Overall, the ESI study found heavily regulated sectors like finance and healthcare regularly ranked below generally unregulated sectors like tech, general automotive, and manufacturing sectors in a number of other critical cybersecurity measures. 

Even the federal government is failing to meet its own regulatory mandates.  The Government Accountability Office (GAO) research shows that there have been 712 recommendations in public reports since 2010, and, as of December 2022, the federal government had not met 150 of them. If the government cannot fulfill its own regulatory expectations, how can theyhold private actors accountable?

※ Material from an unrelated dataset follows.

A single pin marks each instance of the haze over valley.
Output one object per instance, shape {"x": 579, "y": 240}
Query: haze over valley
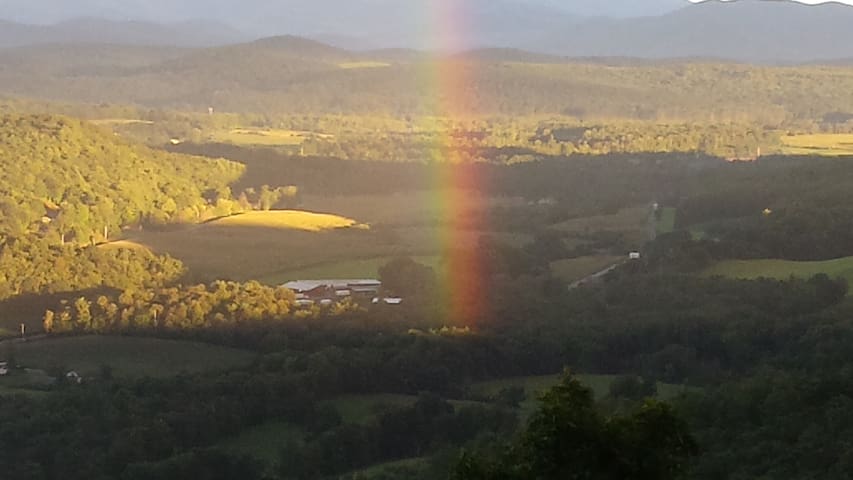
{"x": 426, "y": 240}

The overwhelming evidence is that, despite years and years the traditional model of government regulation, cyber insecurity keeps spreading to new fronts. This leads to the obvious question – why are we still relying on regulations, and why are we talking about doing more of it?

Of course, the fact that the 20th century model of regulation (actually it’s an 19 century model, but who’s counting?) doesn’t work doesn’t mean that all forms of regulation don’t work. Clearly certain privacy regulations such as notice of personal data breach and reparation make sense. CISA Director Jen Easterly and Eric Goldstein, in a recent Foreign Affairs article, call for a “new model” of regulation which is a promising pathway.  And, certainly, economic sectors wherein the core economics of the sector are based on a regulatory model (such as utilities) can be adapted to a form of regulation — and we will suggest some of these in upcoming posts. However, as we await a “new” cybersecurity strategy one would hope the new strategy would not turn out to be a case of meet the new boss, same as the old boss.

Traditional regulation doesn’t work in the digital age, and especially when we consider the sophisticated attack strategies of our adversaries (see previous blogs in this series) we need a truly new and more effective approach.

(Based on Fixing American Cyber Security: Creating a Strategic Public Private Partnership – Georgetown University Press 2023.)